I have photographed it (badly, bad light, winter light hates my camera) to show you and I decided to make my beautiful birthday cushion a Happy Christmas crochet friend..
..Long-ish ago (scroll back) Lucy from Attic24 and a lovely camp man on YouTube (forgot which one) taught me (without knowing it) how to crochet. Ever since then I have been like a crochet FIEND and can't stop. I have begun to crochet a minxy little mate for the beautious cushion of joy..so here it is..
It's the start of my very own cute little squared cushion front..the light makes it look damn awful, the colours are lovely - I promise..if the sun ever comes out enough again I'll show you.
I loved the cushion front that Lucy had made and I wanted to make something similar, a little quick project that I could make up whilst Baby F was asleep and big brother was at school. Yesterday I had day 2 of the worst migraine I have had in about a year, so I made a big cup of black tea, put on a quiet film (which I ended up ignoring) placed my beautiful 50s wicker work basket down next to me and lined up Country Living as a well -deserved treat for the post woolly workload.
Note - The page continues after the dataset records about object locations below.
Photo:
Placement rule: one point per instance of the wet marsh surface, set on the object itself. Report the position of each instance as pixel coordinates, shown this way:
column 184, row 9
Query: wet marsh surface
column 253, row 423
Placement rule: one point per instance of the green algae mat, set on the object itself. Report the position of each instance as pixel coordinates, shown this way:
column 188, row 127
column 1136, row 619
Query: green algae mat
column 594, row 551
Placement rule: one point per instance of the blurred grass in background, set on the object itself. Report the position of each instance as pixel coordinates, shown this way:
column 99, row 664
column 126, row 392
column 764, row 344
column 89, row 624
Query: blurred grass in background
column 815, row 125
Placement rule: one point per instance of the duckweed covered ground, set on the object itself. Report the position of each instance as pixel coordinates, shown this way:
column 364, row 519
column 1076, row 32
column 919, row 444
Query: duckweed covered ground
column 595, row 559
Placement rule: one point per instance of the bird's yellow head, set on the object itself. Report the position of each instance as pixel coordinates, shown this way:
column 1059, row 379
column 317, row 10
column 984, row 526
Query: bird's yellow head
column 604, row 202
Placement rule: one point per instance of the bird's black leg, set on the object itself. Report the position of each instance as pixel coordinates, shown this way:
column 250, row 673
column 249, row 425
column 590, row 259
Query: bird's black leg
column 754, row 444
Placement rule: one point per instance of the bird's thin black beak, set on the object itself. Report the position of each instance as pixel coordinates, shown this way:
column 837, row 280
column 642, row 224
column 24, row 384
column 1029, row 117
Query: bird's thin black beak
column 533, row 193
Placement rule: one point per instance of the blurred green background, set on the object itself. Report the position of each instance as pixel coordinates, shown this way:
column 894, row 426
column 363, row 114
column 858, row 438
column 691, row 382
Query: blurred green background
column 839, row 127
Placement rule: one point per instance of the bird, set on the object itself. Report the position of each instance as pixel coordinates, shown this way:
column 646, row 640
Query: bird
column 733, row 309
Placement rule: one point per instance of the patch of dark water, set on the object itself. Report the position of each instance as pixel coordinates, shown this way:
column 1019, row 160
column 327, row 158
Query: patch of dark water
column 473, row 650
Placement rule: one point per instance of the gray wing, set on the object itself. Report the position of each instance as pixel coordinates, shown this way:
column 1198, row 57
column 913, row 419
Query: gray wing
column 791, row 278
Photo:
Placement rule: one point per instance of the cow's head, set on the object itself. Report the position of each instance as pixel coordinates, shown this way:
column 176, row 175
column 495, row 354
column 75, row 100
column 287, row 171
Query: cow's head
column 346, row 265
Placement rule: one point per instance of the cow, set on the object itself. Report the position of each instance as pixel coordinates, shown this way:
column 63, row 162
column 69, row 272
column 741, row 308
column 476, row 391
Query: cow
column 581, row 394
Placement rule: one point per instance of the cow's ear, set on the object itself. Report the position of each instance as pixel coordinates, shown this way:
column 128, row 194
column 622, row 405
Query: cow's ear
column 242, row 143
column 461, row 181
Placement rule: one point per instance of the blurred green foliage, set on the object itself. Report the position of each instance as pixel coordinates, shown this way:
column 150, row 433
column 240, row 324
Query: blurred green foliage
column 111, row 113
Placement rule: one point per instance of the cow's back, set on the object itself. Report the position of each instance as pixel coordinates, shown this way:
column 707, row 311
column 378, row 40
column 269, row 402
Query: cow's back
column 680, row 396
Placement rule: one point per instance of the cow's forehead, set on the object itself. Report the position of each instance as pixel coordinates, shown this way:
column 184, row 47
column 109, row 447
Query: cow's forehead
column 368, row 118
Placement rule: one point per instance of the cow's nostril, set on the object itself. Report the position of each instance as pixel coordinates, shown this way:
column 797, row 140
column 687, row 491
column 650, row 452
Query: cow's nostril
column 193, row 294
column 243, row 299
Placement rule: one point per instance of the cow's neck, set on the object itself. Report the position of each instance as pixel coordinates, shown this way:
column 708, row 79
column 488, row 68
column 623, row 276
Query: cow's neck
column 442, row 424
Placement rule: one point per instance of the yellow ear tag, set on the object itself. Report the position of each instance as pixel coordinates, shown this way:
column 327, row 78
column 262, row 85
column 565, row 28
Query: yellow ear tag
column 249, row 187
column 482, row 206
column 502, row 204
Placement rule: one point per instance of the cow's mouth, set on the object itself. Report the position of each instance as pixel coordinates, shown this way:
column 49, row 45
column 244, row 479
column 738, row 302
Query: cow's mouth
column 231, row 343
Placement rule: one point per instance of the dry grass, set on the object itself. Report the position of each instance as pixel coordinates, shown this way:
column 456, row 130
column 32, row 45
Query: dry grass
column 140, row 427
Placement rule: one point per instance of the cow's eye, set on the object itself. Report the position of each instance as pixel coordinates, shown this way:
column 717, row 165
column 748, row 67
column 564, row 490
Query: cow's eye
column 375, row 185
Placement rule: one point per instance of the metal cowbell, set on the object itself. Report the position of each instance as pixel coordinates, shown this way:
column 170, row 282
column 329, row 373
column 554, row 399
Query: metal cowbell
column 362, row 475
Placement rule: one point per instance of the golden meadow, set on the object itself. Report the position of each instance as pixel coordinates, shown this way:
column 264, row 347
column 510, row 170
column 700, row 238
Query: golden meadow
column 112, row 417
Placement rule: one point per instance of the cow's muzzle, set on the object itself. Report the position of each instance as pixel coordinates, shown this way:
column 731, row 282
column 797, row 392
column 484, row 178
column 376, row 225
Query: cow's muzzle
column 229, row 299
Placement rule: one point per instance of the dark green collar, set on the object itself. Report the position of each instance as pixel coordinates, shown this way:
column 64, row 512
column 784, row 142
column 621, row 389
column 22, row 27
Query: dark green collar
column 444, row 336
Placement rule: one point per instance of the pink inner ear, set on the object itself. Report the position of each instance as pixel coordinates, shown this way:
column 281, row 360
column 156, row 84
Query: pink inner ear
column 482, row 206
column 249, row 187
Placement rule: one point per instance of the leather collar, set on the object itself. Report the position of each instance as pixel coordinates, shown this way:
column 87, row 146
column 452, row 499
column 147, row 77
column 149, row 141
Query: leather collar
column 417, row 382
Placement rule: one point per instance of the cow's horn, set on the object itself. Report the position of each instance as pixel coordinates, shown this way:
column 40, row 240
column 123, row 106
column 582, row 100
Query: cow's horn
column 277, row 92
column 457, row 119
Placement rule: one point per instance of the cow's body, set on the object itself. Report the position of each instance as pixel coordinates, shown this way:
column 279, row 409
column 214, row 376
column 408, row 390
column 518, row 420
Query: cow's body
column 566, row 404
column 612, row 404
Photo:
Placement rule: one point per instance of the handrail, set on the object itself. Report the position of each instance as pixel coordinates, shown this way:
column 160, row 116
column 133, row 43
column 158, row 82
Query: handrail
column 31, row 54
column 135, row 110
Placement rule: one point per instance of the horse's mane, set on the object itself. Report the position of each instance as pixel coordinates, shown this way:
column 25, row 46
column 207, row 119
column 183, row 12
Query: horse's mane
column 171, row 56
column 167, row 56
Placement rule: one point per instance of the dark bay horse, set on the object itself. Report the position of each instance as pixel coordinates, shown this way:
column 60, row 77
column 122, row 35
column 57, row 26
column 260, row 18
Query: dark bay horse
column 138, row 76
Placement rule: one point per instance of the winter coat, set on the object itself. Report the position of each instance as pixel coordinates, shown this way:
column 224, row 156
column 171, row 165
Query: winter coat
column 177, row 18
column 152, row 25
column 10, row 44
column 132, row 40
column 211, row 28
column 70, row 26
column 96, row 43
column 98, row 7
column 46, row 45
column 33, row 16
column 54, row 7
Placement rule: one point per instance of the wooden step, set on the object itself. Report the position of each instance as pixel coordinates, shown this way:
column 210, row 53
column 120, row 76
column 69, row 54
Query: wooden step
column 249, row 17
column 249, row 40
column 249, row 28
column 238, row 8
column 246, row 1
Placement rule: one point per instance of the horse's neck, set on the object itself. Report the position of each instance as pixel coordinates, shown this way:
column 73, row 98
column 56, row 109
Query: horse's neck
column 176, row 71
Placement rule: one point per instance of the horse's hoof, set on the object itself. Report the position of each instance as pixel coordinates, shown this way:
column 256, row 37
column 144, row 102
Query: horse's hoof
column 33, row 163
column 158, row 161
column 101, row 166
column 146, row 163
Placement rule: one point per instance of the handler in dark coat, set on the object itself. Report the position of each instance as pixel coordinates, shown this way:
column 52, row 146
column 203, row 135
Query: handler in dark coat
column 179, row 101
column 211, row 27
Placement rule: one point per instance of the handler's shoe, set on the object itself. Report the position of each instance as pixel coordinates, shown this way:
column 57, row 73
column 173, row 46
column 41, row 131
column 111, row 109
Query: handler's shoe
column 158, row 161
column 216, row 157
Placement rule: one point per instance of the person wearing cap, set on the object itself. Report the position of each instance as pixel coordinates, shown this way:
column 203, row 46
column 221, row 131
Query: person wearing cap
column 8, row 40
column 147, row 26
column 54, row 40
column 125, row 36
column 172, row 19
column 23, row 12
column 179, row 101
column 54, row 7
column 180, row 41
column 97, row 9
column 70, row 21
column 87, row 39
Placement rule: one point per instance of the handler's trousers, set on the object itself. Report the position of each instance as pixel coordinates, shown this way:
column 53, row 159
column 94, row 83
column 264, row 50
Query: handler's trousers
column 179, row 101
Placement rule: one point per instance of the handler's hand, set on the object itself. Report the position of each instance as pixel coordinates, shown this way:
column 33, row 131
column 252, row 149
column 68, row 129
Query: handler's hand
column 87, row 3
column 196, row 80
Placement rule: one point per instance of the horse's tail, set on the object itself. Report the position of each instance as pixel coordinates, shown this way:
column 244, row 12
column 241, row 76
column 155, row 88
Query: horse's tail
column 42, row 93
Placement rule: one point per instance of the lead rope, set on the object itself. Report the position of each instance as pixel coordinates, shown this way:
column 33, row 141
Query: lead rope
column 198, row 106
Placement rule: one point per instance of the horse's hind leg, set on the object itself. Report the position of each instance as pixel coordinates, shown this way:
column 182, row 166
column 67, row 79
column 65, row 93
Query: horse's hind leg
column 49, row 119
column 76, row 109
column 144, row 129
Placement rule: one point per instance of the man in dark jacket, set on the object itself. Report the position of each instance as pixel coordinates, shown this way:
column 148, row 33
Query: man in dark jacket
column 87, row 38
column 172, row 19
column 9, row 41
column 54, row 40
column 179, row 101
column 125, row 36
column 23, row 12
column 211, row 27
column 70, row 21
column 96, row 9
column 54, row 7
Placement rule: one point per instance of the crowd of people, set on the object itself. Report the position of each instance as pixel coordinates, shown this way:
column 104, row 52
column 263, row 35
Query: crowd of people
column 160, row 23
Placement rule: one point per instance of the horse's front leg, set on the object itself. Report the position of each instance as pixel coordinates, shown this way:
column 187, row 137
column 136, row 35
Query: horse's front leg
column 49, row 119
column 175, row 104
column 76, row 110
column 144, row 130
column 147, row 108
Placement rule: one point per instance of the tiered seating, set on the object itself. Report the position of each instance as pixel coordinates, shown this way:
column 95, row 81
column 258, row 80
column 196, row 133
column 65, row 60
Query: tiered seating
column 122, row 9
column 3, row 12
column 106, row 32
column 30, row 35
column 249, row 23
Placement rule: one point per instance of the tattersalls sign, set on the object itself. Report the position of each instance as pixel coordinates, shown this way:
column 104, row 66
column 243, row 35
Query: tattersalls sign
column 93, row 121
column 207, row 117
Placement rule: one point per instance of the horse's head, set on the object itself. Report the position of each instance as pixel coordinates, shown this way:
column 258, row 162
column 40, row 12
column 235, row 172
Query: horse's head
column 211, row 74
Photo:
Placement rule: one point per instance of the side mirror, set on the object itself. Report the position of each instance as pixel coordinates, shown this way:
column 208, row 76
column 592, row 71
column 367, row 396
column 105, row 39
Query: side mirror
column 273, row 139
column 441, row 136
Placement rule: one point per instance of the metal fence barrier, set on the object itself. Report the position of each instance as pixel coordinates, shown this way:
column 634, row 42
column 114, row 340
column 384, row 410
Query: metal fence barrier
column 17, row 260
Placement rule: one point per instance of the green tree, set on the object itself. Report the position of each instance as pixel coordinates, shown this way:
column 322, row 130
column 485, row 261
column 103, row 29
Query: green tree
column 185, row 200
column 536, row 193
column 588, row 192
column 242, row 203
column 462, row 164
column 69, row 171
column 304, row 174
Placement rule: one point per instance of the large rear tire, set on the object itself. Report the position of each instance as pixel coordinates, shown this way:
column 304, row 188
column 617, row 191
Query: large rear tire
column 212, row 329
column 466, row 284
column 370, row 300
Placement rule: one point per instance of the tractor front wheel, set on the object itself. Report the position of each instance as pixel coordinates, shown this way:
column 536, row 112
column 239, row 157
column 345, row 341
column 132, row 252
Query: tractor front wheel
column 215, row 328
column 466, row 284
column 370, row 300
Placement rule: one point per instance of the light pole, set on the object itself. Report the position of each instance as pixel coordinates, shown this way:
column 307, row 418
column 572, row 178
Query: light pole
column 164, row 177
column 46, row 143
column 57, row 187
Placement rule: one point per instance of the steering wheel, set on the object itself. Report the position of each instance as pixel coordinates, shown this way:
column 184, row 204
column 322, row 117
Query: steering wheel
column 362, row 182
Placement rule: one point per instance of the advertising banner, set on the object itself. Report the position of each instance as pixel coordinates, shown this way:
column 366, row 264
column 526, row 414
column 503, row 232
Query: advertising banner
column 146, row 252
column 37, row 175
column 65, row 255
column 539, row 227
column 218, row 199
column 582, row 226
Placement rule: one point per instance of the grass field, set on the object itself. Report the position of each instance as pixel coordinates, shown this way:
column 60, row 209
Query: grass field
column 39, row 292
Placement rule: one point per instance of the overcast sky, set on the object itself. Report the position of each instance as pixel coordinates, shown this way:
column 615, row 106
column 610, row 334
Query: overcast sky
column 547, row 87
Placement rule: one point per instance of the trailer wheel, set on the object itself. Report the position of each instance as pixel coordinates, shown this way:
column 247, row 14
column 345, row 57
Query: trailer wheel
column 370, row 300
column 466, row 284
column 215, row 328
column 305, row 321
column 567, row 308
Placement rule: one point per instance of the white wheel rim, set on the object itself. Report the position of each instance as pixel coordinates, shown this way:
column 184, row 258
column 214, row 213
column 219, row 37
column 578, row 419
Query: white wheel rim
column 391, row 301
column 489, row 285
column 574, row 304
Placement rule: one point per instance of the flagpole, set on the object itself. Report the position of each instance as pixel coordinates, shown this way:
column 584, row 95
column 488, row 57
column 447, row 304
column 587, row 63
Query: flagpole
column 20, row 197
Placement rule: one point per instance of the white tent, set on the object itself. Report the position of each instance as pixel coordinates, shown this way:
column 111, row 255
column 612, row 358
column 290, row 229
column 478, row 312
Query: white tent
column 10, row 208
I then began slowly working my way through 80% of the cushion front. The quiet rythms of each tiny square really helped me relax and the satisfaction of putting it all together afterwards was a wonderful feeling..today I am left with only 12 squares left to make, then the back to put together, then I will give it (as Lucy* calls it) its TADAHHH moment.
See, it is growing..getting there. now I just have to decide which of my old jumpers is going to be killed in order to make a saucy new cushion back (can you hear them all shuffling to the back of the drawer as I type?!)
I have also found an awful lot of joy reading other blogs lately, see it's not just magazines that are worth a squizz.
I love these ones (and many more) right here:
Here: Just Me (This lady makes me laugh so much!)
Here: Little Tin bird (gorgeous photographs and colours and words)
Here: The Brick House (Sigh..I hate the hot weather but Morgan MAKES me want to live in her house in the blazing desert heat..she just does)
Here: Crochet with Raymond (God, how I love Alice and Raymond!)
Aren't they all lovely?..and so, with that thought in mind, I have decided to stop ignoring my blog and start writing it more frequently for my own sanity and so I can keep lovely records of things that mattered at the time. Lucky you (sorry) but then again, no one reads it!..so it is a-ok!x
Well now baby F has decided to wake up and scream at me for lunch..so I'll leave you with my cat SmallFry having a lovely kitteny sleep on MY beautiful cushion - sigh.
* My freakish obsession with Lucy/Attic24 isn't my fault..everyone does it. you go there and see how you cope!